Data available for download:

**EXERCISE**

- Go to
**Browse experiments**: filter experiments for*Saccharomyces cerevisiae*. - Select the RNA-seq experiment from
**09-09-2019**. - What is being compared in that experiment? How many comparisons are there?
- What gene(s) has(have) the
**highest positive fold-change**in the**‘14-hour’ vs ‘6-hour’**comparison? What is the corresponding adjusted p-value? - Do you find genes
**up-regulated**both in the**‘14-hour’ vs ‘6-hour’**comparison AND in the**‘26-hour’ vs ‘14-hour’**comparison? - How many samples are found in each experimental group (See the
*Experiment Design*tab)?

### GEO

Let’s explore one GEO record:

https://www.ncbi.nlm.nih.gov/geo/query/acc.cgi?acc=GSE137345

Click on the dark blue button **“Analyze with GEO2R”**.
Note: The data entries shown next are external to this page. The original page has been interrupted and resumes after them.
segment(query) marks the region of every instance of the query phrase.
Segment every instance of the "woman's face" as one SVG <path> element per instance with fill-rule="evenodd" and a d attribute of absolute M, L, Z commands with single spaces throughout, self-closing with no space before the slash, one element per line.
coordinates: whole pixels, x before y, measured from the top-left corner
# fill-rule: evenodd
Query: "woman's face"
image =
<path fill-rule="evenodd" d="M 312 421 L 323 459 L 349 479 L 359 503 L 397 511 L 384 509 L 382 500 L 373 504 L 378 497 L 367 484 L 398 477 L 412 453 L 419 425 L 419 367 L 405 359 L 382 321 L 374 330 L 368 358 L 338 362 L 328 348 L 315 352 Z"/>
*“GEO2R is an interactive web tool that allows users to compare two or more groups of Samples in a GEO Series in order to identify genes that are differentially expressed across experimental conditions. Results are presented as a table of genes ordered by significance. GEO2R performs comparisons on original submitter-supplied processed data tables using the GEOquery and limma R packages from the Bioconductor project. Unlike GEO’s other DataSet analysis tools, GEO2R does not rely on curated DataSets and interrogates the original Series Matrix data file directly.”*

Click on the top of the table “Samples” “Define groups” and define 2 groups: **KO_control** and **WT_control**.

Select samples one-by-one and assign to corresponding groups:

- Samples
**GSM4076039**to**GSM4076044**(6 samples) correspond to**WT_control** - Samples
**GSM4076051**to**GSM4076056**(6 samples) correspond to**KO_control**

To do so, select rows that correspond to those samples, then click on the corresponding experimental group in **Define groups**.
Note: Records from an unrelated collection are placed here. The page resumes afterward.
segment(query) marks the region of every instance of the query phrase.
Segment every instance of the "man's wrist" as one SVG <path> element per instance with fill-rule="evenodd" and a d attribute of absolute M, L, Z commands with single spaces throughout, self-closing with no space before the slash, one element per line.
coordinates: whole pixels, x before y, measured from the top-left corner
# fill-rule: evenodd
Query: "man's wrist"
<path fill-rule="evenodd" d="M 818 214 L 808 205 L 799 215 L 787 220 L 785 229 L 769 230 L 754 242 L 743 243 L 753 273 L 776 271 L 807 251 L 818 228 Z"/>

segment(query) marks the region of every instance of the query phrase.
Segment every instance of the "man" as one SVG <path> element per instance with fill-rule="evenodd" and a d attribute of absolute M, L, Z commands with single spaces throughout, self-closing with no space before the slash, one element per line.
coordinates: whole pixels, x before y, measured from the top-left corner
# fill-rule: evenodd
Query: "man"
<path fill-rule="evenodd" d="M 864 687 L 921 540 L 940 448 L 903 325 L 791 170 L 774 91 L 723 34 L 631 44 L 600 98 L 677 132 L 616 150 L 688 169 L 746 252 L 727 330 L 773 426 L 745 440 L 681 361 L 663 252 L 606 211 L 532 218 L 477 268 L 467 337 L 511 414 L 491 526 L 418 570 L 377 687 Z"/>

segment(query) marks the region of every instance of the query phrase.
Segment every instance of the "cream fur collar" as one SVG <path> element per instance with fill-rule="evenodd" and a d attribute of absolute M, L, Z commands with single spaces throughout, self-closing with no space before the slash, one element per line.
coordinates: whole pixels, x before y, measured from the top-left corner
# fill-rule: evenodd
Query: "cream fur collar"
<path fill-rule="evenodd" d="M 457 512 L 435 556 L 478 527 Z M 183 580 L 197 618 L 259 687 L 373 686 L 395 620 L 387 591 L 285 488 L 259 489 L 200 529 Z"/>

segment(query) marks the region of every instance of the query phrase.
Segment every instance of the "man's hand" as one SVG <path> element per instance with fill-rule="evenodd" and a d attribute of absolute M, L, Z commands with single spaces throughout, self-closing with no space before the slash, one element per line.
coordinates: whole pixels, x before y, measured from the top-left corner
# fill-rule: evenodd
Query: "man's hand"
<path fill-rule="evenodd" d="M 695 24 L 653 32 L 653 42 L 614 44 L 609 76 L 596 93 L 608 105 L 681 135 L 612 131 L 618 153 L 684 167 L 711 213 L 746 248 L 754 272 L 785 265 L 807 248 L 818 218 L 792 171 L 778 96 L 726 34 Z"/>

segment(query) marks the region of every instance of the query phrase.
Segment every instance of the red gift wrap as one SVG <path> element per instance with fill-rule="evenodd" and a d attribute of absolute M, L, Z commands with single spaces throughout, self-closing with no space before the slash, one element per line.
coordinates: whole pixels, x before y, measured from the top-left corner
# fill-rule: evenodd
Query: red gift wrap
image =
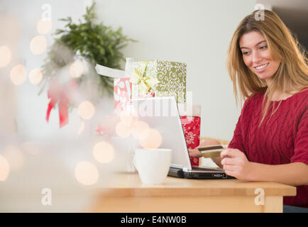
<path fill-rule="evenodd" d="M 129 78 L 114 79 L 114 107 L 116 114 L 121 113 L 131 105 L 131 83 Z"/>
<path fill-rule="evenodd" d="M 194 149 L 200 144 L 201 106 L 178 104 L 180 116 L 189 149 Z M 199 157 L 190 157 L 192 165 L 199 166 Z"/>
<path fill-rule="evenodd" d="M 194 149 L 200 143 L 200 125 L 199 116 L 181 116 L 182 125 L 185 135 L 186 144 L 189 149 Z M 199 166 L 199 157 L 190 157 L 192 165 Z"/>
Do the same for the second experimental group.

At the bottom of the page click the blue button **Top 250** to see the top 250 differentially expressed genes between KO_control and WT_control.

**NOTE** that whether the result you obtain depicts **KO vs WT** or **WT vs KO** depends on which experimental group you **created first**!

The first ine you create is the **reference**: if you first create the **WT**, then the analysis will show the result as **KO vs WT**, and vice versa.

The result is one row per gene/probe. Click on this row to see the expression of that gene/probe in each sample:

The first column represents the **Affymetrix probe ID**. To get the more informative **gene symbol**, click on **Select columns** and tick **GeneSymbol** and **Description**, then **Set**.

You can look for the **Caveolin 1** gene (the one knocked-out in the assay): what are its **logFC** (log2 Fold Change), **P.Value** and **adj.P.Val** (adjusted p-value) ?

We can see that running the analysis with default options not a single gene was found significantly regulated in KO_control versus WT_control (at the FDR adjusted p-value < 0.05).

The GEO page links to the publication where the results of the microarray analysis were published.

In the **Minimal overlap between HepCAV1ko and global Cav1 knockout datasets** section of the paper, it is written:

“*To assess the impact of hepatocyte-specific Cav1 knockout on liver gene expression profiles, we analyzed microarray data of male HepCAV1ko and HepCAV1wt mice liver. We found 1211 genes regulated (*p* < 0.05), among them 623 upregulated and 588 downregulated genes*”

This section tells us that the selection was based on the **p-value** and not on the **FDR-adjusted p-value**!

How many genes do we find up- or down- regulated, based on **p-value < 0.05**?

We can **save all results**, and figure it out:

**Save all results**opens a new browser window. Select all the content of the window (CTRL + A) and copy (CTRL + C).- Next, open an empty Excel (on the training room’s computers,
**libreoffice**) sheet, and paste. - Finally, you will need to split the data:
**Data**->**Text to columns**. Choose the**Space**as**separator**. - Now that the table is properly formatted, filter the
**P.Value**column and answer the previous question: how many genes do we find up- or down- regulated, based on**p-value < 0.05**?